You are correct. The technical details of the solutions I listed can be different, but in the end they are often competing for the same users (I need an app, which solution should I use).

I haven't looked too deeply into how BeeWare works, but why is it so uncommon to see similar solutions in other languages like Kotlin, Go, Rust etc? Basically the React Native approach but without JS. I would love to write multiplatform native UIs in any of these languages.

I have nothing against Javascript but there are still a lot of weird limitations in RN despite being several years old. Writing smooth animations that support user interaction is difficult because it is still single threaded and you are limited to a declarative animation api where the underlying native runtime does the interpolation.

React-reanimated v2 tries to solve this by spawning JS worklets that can run animation code in another thread but that comes with its own caveats.
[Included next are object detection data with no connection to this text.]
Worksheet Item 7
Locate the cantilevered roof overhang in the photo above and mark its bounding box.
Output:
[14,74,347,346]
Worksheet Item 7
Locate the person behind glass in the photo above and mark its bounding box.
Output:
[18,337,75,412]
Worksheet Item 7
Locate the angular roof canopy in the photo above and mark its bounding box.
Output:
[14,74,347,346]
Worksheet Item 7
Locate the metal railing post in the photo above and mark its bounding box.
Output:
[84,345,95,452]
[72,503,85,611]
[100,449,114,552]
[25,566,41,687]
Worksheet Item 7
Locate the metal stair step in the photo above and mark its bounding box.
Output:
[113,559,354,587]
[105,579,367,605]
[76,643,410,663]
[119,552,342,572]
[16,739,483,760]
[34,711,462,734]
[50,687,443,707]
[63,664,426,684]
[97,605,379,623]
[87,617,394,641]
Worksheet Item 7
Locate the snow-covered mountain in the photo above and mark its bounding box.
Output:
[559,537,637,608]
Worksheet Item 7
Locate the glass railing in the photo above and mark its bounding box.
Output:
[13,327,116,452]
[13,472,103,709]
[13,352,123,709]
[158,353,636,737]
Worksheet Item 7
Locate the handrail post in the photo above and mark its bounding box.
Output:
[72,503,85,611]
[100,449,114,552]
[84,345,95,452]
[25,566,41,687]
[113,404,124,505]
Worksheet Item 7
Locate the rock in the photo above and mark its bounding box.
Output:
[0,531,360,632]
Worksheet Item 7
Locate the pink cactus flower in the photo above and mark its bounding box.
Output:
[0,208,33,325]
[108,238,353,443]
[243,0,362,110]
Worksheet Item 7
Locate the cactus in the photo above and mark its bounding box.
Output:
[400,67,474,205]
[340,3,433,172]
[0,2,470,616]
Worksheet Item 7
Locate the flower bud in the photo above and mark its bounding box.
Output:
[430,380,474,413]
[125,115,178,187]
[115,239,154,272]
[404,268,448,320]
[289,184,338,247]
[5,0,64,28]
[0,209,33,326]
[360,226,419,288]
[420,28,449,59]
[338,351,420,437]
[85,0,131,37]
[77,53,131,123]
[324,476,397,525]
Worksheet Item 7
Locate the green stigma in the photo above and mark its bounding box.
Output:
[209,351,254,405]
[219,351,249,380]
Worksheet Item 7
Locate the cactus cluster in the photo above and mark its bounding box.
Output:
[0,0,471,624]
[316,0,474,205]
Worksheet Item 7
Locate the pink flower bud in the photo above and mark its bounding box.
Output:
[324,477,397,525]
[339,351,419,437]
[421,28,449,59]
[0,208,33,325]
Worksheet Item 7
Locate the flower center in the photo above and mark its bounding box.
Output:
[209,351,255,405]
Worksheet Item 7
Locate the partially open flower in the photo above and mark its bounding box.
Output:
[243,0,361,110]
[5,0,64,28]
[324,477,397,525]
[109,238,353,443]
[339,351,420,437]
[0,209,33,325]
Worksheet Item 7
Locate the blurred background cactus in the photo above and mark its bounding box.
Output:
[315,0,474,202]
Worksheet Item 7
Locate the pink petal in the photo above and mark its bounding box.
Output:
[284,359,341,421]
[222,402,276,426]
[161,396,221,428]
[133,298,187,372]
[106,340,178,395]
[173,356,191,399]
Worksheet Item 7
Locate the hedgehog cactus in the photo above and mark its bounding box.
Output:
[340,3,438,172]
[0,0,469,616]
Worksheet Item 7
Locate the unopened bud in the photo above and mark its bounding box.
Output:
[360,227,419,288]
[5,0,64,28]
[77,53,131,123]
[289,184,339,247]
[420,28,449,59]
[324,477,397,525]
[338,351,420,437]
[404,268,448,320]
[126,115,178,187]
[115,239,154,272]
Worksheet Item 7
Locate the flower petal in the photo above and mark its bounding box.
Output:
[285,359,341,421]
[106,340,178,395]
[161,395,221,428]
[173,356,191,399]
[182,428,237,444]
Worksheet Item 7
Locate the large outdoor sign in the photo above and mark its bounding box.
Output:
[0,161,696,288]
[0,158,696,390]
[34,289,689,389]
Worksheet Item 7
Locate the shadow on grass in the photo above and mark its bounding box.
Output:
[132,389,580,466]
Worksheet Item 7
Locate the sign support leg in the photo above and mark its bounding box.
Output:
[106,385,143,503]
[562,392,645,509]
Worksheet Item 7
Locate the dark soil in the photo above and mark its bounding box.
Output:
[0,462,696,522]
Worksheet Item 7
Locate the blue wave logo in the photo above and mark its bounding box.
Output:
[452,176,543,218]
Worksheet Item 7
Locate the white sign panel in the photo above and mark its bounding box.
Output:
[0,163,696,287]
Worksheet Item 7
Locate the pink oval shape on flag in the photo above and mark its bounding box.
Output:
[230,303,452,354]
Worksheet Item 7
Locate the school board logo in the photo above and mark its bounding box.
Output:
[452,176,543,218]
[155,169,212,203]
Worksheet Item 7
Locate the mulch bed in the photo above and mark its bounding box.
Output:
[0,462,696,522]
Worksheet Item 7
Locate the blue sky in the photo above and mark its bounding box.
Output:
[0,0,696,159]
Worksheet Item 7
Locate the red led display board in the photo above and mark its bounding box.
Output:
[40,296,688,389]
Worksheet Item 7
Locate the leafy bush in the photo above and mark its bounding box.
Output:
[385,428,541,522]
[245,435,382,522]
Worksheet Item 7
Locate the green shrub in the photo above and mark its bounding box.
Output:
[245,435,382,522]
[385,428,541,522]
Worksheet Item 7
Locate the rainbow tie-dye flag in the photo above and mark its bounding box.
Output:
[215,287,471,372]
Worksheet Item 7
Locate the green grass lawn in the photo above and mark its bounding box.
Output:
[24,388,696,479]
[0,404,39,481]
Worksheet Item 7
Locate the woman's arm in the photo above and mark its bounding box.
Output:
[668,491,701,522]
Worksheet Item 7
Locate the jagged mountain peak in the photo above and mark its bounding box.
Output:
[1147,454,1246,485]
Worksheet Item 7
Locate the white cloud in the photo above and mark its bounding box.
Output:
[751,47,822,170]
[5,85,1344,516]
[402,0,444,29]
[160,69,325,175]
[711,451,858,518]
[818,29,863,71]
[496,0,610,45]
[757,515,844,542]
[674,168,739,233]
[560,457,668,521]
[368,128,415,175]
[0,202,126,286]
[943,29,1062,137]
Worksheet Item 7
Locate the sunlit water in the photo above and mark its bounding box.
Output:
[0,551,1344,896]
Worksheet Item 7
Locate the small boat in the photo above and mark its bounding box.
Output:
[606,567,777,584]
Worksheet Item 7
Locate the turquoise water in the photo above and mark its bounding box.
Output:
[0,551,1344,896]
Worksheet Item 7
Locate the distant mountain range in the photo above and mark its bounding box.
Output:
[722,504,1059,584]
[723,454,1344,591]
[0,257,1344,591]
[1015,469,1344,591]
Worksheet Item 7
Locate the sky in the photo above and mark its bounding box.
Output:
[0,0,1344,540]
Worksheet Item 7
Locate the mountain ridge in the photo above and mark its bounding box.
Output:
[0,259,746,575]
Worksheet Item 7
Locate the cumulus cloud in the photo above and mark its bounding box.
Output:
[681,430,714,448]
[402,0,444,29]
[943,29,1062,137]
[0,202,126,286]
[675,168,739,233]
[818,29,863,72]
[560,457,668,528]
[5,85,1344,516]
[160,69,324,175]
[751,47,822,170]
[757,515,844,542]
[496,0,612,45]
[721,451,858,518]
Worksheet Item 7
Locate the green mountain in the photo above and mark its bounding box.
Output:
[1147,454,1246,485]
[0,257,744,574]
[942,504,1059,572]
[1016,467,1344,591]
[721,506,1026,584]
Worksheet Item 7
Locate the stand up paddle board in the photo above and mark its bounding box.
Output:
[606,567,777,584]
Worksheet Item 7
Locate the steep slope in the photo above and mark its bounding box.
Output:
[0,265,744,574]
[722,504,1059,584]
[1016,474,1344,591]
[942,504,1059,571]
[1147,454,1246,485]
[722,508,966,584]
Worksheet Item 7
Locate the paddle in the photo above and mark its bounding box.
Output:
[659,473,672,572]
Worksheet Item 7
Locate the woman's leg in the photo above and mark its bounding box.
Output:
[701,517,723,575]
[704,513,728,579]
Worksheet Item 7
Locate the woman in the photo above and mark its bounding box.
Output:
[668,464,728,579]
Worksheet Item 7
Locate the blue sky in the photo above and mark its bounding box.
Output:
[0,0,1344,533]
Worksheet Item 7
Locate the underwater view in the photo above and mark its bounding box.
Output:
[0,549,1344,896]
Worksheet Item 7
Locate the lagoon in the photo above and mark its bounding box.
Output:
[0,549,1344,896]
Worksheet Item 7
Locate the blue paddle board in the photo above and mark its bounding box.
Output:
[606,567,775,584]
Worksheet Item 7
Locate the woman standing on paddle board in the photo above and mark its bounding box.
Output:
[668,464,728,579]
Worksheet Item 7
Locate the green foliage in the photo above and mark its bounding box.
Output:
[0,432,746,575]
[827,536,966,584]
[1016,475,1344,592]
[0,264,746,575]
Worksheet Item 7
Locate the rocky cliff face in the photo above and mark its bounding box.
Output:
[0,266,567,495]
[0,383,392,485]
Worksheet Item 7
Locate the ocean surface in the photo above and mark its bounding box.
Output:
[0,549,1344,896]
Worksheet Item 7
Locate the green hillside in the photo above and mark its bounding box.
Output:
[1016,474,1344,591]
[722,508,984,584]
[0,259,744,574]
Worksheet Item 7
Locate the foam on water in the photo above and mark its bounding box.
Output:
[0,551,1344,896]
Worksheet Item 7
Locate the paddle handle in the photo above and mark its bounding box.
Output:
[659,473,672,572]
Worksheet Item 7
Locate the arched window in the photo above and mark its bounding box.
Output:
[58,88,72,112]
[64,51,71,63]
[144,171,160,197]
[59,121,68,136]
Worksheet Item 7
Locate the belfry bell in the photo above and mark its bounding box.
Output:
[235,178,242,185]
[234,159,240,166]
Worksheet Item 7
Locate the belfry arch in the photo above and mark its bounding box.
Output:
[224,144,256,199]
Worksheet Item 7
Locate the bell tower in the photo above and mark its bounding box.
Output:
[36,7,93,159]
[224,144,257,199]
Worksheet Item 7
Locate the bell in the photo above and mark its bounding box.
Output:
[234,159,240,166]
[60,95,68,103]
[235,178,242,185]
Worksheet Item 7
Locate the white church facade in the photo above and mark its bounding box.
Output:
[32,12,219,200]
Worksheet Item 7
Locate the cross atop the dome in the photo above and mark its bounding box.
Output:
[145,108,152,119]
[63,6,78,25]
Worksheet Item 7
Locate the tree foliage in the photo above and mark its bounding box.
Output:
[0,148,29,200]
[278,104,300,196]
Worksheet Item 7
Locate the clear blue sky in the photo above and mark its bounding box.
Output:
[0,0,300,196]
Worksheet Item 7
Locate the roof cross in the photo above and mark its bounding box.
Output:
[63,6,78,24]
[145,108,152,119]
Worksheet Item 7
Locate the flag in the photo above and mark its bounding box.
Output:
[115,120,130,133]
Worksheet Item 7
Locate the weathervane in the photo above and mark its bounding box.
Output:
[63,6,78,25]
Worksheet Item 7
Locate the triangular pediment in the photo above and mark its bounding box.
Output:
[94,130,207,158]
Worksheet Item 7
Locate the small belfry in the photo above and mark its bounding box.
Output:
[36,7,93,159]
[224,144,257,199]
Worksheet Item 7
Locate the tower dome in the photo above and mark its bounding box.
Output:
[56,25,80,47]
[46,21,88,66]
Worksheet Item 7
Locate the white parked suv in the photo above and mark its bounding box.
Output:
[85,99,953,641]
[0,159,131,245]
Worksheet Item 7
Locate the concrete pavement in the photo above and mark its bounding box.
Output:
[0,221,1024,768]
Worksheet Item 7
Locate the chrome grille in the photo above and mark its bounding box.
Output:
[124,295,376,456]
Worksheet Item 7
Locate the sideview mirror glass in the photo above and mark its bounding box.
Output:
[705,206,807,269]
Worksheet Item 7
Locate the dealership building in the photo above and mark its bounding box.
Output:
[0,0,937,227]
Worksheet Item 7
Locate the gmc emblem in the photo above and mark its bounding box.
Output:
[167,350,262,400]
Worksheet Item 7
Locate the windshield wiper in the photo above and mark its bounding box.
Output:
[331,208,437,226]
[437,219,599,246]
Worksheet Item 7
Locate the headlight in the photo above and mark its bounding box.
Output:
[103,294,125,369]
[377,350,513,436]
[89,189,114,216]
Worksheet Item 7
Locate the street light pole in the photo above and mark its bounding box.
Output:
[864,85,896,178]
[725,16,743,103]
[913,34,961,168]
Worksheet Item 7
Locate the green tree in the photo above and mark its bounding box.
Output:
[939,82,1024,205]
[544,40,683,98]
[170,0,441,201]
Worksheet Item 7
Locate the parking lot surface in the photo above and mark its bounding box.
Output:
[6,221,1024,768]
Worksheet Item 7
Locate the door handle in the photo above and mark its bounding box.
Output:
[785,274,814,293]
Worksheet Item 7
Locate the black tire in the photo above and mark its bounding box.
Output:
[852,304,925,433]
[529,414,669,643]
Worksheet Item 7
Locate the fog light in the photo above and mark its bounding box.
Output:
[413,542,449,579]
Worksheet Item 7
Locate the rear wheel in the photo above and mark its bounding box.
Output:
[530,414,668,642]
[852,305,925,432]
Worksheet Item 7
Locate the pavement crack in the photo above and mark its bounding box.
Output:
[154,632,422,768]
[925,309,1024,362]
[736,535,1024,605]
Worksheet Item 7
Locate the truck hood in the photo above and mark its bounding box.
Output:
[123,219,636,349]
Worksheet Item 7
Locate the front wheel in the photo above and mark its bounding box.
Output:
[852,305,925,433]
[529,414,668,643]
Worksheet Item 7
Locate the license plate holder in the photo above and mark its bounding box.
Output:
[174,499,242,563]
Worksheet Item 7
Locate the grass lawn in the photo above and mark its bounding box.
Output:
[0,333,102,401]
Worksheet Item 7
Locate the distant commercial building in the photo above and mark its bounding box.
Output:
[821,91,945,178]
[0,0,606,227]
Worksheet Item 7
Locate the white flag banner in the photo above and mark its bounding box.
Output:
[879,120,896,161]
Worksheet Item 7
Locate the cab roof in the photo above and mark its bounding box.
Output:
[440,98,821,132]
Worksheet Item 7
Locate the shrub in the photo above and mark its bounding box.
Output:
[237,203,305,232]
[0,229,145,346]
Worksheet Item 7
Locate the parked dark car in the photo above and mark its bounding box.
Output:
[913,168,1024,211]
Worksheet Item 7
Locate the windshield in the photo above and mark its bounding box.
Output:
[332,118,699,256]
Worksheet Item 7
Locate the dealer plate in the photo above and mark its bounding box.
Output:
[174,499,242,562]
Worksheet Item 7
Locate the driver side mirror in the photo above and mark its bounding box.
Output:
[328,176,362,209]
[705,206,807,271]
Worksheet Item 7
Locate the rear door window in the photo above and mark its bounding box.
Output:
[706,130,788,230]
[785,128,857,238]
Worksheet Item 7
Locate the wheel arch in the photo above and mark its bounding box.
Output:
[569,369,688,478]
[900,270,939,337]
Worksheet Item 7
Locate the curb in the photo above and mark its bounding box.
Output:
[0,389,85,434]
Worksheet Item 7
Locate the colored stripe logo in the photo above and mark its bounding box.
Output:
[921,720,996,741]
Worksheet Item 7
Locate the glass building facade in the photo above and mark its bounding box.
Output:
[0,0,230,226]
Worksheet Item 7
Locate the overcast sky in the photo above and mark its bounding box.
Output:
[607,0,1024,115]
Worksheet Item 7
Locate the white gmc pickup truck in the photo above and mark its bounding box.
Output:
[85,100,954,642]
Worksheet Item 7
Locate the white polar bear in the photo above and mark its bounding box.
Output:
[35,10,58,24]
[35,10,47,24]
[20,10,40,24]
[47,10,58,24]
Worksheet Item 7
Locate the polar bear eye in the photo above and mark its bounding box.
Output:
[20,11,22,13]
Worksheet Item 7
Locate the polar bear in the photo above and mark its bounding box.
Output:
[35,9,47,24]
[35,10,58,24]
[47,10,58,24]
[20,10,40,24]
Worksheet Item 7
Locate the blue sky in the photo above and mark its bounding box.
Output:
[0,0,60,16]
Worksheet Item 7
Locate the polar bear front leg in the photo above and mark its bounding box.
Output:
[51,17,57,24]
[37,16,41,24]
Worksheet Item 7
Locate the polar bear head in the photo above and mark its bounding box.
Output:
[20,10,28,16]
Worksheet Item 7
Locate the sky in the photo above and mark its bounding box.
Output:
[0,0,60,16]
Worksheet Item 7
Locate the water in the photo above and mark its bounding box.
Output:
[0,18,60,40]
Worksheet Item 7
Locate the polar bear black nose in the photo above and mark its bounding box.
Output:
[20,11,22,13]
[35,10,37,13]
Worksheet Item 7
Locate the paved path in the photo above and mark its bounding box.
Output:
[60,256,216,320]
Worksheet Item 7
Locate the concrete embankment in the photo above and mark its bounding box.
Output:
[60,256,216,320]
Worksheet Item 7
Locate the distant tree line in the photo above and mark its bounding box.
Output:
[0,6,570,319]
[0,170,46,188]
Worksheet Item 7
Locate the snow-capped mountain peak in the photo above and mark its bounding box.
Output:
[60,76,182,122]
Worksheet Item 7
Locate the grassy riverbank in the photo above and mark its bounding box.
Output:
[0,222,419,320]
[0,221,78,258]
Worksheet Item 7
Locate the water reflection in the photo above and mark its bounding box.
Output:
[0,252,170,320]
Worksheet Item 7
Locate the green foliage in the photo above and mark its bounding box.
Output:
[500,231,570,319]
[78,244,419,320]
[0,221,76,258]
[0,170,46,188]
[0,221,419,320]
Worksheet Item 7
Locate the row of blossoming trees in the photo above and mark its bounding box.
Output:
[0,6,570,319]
This would be so much easier to do in a language with built in threading, not to mention all these languages are very ergonomic and loved by developers so I'm curious why something similar hasn't been tried for them yet.

For the languages it boils down to availability of relevant ecosystem and developers in my experience.

Why react-native, well, because it means you have access to one of the largest ecosystems and an awesome tooling catalogue. The same applies for JS as the language of choice for App (UIs). Kotlin was also a great candidate since it could leverage the already mature Java ecosystem for android.

Flutters success is an outlier here that I would guess is due to Google backing. The resources and docs are good and you could rely on financial and developer backing. The decision to go with Dart was most likely to make themselves not dependent on another party for a core utility and to have a steering position on the overall projects course.

If, for example, Microsoft would back a good C# cross-platform framework I would bet on it at least seeing moderate adoption.